I know many who still detest this motley vegetable. :) In my home, my Mom had certain rules which we had to obey, one of them being following table manners and guest visit manners. It meant that while we had guests at home and while we visited our friends and family for breakfast/ lunches/ dinners we graciously respect what is served on our plate and never fuss around and most importantly behave in theory and practice. If we disliked something, we were told to take a tiny portion and not offend our guests. If we crossed our boundaries, when we reached home, we got to hear the music for days together!

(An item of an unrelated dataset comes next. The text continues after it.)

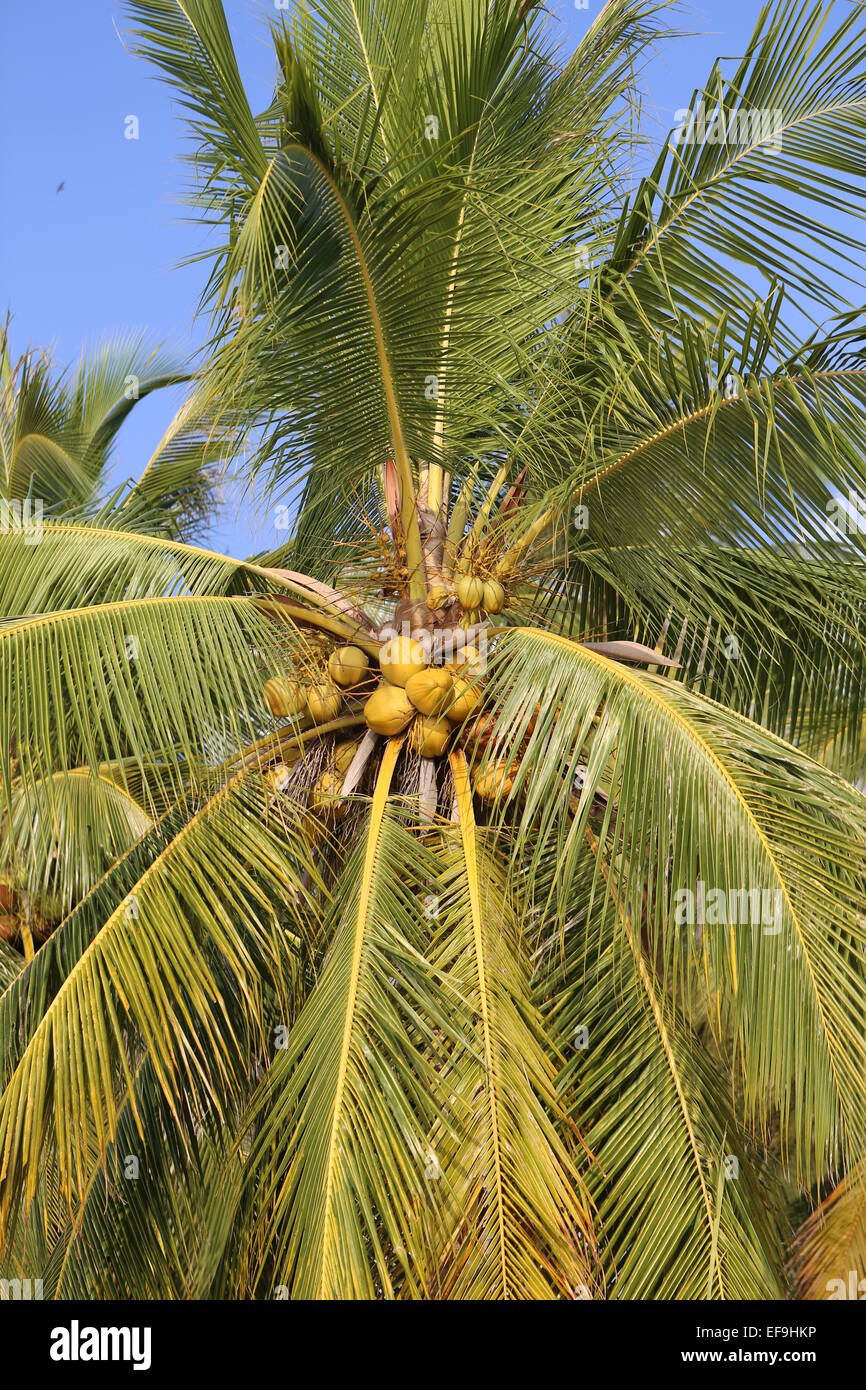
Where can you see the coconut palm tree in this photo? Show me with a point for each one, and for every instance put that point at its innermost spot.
(499, 929)
(59, 437)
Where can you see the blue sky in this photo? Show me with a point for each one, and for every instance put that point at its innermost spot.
(102, 256)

Since I hated eating this vegetable, she always told me to take one tablespoon of any dish in my plate which I never liked; but I stealthily obeyed and obliged out of love, even if I hated it at that point. Later as I grew up, I began craving for the same vegetable in question. Strange how taste buds evolve and your palate changes over a period of time! Many a times, I used to force Mom to buy the Gourd so that she would use the seeds to make Poddaley Biye Sanna Pole, which taste yummy! The golden rule of one tablespoon lingers in my mind even to this date and I follow it even for the dishes that I dislike.

~ Poddaley Upkari ~
Preparation time: 5 minutes
Cooking time: 15 minutes

Snake Gourd/ Padwal/ Poddaley (chopped) - 1 and 1/2 cup

For Seasoning -
Mustard seeds - 1/2 tsp
Curry leaves - 3-5
Green Chillies (slit lengthwise) - 1

For Garnish - grated coconut (fresh or frozen) [optional] - 2 tbsp

Rinse the Gourd and scrape off the outer dark skin with a knife. Once done, extract the seeds and keep aside. Chop the remaining gourd into tiny pieces and keep aside. Heat a deep dish pan with a few spoons of oil, season with mustard seeds and curry leaves. Add green chillies and give a good stir. Lower the flame and add the chopped vegetables. Add 1/2 cup of hot water, adjust salt as per taste and cover with lid on. Bring to a rolling boil and simmer on low flame for 8-10 minutes. Once water evaporates and the vegetable is completely cooked, turn off the flame and garnish with grated coconut. Serve warm as a side dish.